I'm only talking about operator(), so I should have said boost::function invocation has strong exception safety, instead of just "boost::function has strong exception safety," which was incorrect usage.
I suppose there is a nuance here in that the target function could throw, so more formally we could say boost::function has strong exception safety if the target function has strong exception safety.
Sorry, but that makes no sense. Classes don't have strong exception-safety. Only operations do.
Right, so I'll rephrase. Formally, boost::function invocation has strong exception safety if invoking the target function has strong exception safety.
Here the definition of the phrase "thrown an exception" depends on the definition of boost::throw_exception, which is user customizable.
I don't think you can redefine the phrase “throws an exception” to mean something that might not throw an exception, and still communicate effectively here.
Yes, this could be confusing. For this to be meaningful you would have to be clear about using boost::throw_exception instead of a throw statement and the reader would need to be familiar with Boost.Exception. But I don't think that's too much to ask.
This is true whether or not the system has RTTI. This is great for some users, but others have asked for a function object wrapper that does not call boost::throw_exception. A simple way to meet this requirement is to provide a function object wrapper that is exception unsafe, like a typical function pointer for example, and that is what unsafe_function does.
IMO a better way to do it would be to make a function object that has no empty state.

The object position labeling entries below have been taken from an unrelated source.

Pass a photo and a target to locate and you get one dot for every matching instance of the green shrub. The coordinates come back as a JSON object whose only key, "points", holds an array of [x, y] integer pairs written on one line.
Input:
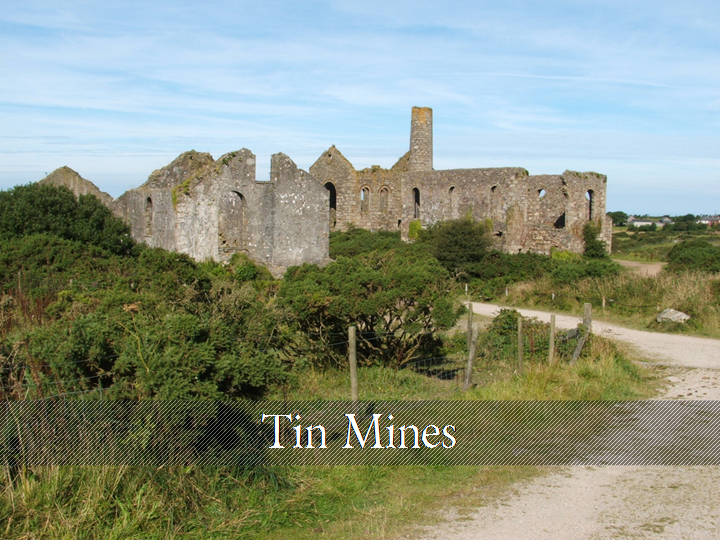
{"points": [[397, 301], [46, 209], [694, 255], [459, 245]]}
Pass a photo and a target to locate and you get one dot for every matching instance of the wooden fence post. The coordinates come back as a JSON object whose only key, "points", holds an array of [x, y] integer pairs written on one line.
{"points": [[521, 346], [551, 344], [470, 317], [472, 351], [587, 316], [352, 350]]}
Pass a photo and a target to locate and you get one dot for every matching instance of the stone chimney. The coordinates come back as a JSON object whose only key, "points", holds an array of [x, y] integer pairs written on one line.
{"points": [[421, 139]]}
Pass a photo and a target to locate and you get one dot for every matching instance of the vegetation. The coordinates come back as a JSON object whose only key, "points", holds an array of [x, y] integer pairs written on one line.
{"points": [[46, 209], [652, 243], [698, 255], [396, 301], [619, 218], [87, 313]]}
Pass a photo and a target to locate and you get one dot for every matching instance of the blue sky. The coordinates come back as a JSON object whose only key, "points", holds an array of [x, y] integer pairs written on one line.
{"points": [[117, 89]]}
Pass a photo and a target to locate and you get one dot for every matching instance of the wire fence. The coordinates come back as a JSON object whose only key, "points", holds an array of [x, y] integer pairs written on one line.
{"points": [[28, 380]]}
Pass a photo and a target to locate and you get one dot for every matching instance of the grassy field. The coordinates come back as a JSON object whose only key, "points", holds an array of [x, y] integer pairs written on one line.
{"points": [[632, 299], [633, 245], [304, 502]]}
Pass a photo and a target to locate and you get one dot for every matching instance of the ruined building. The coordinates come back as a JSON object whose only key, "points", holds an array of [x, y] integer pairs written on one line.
{"points": [[528, 213], [212, 209]]}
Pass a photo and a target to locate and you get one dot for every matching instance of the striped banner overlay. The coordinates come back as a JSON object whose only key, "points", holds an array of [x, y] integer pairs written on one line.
{"points": [[252, 433]]}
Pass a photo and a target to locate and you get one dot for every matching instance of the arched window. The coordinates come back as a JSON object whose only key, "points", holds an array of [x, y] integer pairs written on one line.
{"points": [[590, 196], [492, 206], [384, 196], [452, 201], [364, 199], [333, 203], [232, 223], [148, 217]]}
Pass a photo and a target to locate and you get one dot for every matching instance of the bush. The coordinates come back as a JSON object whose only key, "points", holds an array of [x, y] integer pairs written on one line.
{"points": [[46, 209], [397, 301], [460, 245], [694, 255]]}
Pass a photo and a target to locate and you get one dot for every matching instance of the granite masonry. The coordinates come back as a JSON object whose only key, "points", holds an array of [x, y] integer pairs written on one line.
{"points": [[211, 209]]}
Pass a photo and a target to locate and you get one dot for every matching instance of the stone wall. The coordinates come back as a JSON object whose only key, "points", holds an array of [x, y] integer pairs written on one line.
{"points": [[526, 213], [212, 209]]}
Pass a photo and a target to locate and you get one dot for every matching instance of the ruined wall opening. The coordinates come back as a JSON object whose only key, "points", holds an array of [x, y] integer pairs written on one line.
{"points": [[452, 200], [364, 199], [232, 223], [590, 196], [493, 202], [333, 203], [148, 217], [384, 196]]}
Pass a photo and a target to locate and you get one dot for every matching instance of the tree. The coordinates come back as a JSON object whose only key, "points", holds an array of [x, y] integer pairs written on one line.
{"points": [[41, 208], [397, 301], [459, 245]]}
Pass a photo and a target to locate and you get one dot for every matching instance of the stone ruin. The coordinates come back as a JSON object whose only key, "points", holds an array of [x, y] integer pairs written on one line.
{"points": [[211, 209]]}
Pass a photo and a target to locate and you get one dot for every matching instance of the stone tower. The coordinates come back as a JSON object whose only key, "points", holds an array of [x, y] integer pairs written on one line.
{"points": [[421, 139]]}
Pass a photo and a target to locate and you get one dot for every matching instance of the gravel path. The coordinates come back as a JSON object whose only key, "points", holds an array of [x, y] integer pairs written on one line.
{"points": [[598, 503]]}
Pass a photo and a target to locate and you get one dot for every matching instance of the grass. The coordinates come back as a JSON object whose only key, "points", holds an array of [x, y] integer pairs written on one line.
{"points": [[310, 502], [653, 246], [632, 299]]}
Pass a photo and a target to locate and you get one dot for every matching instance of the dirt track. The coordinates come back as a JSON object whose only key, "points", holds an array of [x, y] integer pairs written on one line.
{"points": [[613, 502]]}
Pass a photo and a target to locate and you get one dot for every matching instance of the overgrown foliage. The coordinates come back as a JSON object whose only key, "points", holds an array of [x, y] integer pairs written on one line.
{"points": [[698, 255], [40, 208], [460, 245], [397, 301]]}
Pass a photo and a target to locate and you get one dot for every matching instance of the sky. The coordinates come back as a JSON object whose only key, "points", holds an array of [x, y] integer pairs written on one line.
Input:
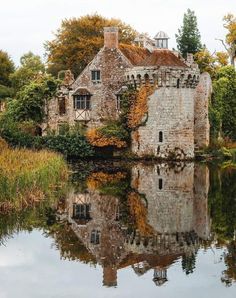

I'm amenable to that. What would you call it?
nonempty::function ?
OK, I might try to roll this together. It could be a better solution.
I think if you're looking to supply motivation for unsafe_function, you'll need to describe the goal differently. ;-)
How about this. Typically, function pointers have no RTTI dependency (and no dependency on Boost.Exception) and are exception unsafe.
In what sense are function pointers exception-unsafe?!
Their behavior is undefined when they are null; i.e. when they are invoked they offer neither a basic, strong nor nothrow guarantee.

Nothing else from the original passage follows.